Dick and Jane, of Michigan, are both 62 and still working. Together, they earn $100,000 a year and have $400,000 saved for retirement. They own a home worth $325,000 with no mortgage and expect to receive a combined $3,300 in monthly Social Security benefits at full retirement age. Are they in good shape to retire in a few years?
It's one of the most fundamental retirement-planning questions, but the answer is difficult to judge. Financial advisers often assume the couple will need to spend about as much in retirement as in the working years after factoring out savings and work-related expenses, for example, but some retirees say they can get by on substantially less.
Hammering out answers to questions like these that will work for retirees is the essence of the relationship between an adviser and client. And increasingly, that relationship is being automated. So-called robo-advisers can digitally manage and rebalance a portfolio to custom risk tolerance specifications for fees that are typically about a quarter or less of what live, asset-based financial advisers have historically charged.
Now, automation is taking over other tasks, such as testing whether a portfolio will last through retirement, which Social Security claiming strategy is best and whether downsizing a primary home will make a retirement plan work.
PIEtech, Inc., a large provider of software to financial advisers, for example, has begun offering a version that advisers can walk through with clients or prospective customers.
One firm using the myMoneyGuide software is TD Ameritrade, so I asked the folks at TD to walk me through what the software says about the sample couple in the introduction to this article.
As they do for free for all people requesting the service, the TD representative asked me follow-up questions about the couple, such as risk tolerance and their flexibility on retirement dates, as well as more probing questions about what the couple wants to actually do in retirement. (That last one has to do with calculating how much a specific retirement lifestyle will cost).
"A lot of people don't put much vision into their retirement financial plan. It's just this nebulous thing," said Nicole Cope, a senior manager for TD Ameritrade's guidance consulting group. Through the conversation, she said, advisers drill down on how clients expect to spend their time in retirement and, hence, what that will cost.
After a brief conversation and a few custom alterations to the software, Cope determined the example couple was far short of the savings they will need to replicate their lifestyle, even with aggressive saving in the few years leading up to retirement. But she showed, again using the software, how a few tweaks, such as working longer or forgoing new cars, could make an impact. And of course, if the couple expects to spend far less in retirement, the math gets easier.

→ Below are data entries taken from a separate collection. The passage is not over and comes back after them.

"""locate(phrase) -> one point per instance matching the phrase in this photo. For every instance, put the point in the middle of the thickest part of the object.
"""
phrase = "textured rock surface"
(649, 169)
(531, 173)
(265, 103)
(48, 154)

As financial technology moves forward, automating more and more of these decisions, it will be interesting to see what retirement savers will continue to find valuable enough to pay for.
PIEtech officials, eager not to step on client toes, point out that the free intake software doesn't seek to replace the live financial adviser. It doesn't create income plans for retirees pulling living expenses from a portfolio, model how much a Roth IRA conversion will save on an individual's taxes or do the math on whether to take a lump sum or a monthly pension. And of course, it provides answers at one point in time, while a live adviser can continually monitor and give advice as situations change.
Still, the exercise helps savers clarify exactly what they want from an adviser. Do I want primarily investment management? A Social Security claiming strategy? Advice on long-term care insurance? All of the above on a one-time basis, or ongoing?
Knowing these answers will go a long way toward sorting out your best strategy for making the money last.